Jonathan Miller, MD, Professor of Neurosurgery at UH and Case Western Reserve School of Medicine

Dr. Miller is joined by co-principal investigators Bolu Ajiboye, PhD, Associate Professor of Biomedical Engineering at the Case School of Engineering, and Robert Kirsch, PhD, Professor and Chair of Biomedical Engineering at Case Western Reserve and Executive Director of the Cleveland Functional Electrical Stimulation (FES) Center.
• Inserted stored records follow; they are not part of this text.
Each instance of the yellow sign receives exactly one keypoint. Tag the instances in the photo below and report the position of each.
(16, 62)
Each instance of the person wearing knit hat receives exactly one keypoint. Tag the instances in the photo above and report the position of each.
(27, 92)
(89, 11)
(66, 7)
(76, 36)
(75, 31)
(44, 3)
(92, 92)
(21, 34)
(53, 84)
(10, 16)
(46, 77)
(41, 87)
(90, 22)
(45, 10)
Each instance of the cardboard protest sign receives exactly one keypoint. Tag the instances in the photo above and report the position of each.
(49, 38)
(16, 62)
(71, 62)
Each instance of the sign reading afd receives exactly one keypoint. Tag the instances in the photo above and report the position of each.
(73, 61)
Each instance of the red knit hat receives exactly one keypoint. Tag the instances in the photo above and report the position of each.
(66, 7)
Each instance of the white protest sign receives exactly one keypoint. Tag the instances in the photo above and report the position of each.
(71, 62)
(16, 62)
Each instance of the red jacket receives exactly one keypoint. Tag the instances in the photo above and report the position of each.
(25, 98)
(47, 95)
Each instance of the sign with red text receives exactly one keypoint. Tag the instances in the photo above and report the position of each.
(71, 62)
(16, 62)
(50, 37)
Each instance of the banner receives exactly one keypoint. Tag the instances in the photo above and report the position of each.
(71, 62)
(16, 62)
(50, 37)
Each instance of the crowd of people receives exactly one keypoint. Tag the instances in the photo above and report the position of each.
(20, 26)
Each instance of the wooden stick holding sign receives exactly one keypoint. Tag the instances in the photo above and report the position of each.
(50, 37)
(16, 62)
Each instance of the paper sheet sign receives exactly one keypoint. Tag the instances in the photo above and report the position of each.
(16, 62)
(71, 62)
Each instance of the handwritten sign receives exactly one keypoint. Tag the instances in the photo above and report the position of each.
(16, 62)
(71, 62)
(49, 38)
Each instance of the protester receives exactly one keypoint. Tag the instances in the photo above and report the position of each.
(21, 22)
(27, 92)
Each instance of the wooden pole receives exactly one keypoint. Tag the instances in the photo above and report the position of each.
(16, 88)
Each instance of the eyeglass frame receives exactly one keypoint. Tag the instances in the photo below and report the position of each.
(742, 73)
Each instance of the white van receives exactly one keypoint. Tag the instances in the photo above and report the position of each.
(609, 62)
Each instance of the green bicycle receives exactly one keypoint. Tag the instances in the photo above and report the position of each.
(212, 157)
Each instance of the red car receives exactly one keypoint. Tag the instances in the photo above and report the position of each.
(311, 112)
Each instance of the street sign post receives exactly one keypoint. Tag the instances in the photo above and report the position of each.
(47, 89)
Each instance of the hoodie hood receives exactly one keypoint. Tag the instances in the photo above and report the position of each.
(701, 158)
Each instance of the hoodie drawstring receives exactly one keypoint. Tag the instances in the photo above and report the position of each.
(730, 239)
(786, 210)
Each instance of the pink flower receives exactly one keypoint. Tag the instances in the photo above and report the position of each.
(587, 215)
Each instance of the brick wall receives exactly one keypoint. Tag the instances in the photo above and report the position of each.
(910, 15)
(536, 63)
Funded by a $3 million grant from the United States Department of Defense and supported by U.S. Food and Drug Administration approval, the new system has the potential to offer better function than any previous brain-computer interface or functional electrical stimulation projects. The system also may offer participants a chance to regain sensation in the hand.

But there could be more: Ajiboye said researchers hope to restore to clinical trial participants something called “proprioception”—the ability to know where your limb is even with your eyes closed.

“We aim to restore different sensory perceptions, including touch and proprioception, to persons with paralysis by applying electrical micro-stimulation directly to the brain,” Ajiboye said. “Not only will doing so likely enhance the restored motor function, but we believe the level of ownership felt by participants will also be significantly increased. Direct sensory feedback will enhance the feeling that ‘This is mine, my arm. This is me.’”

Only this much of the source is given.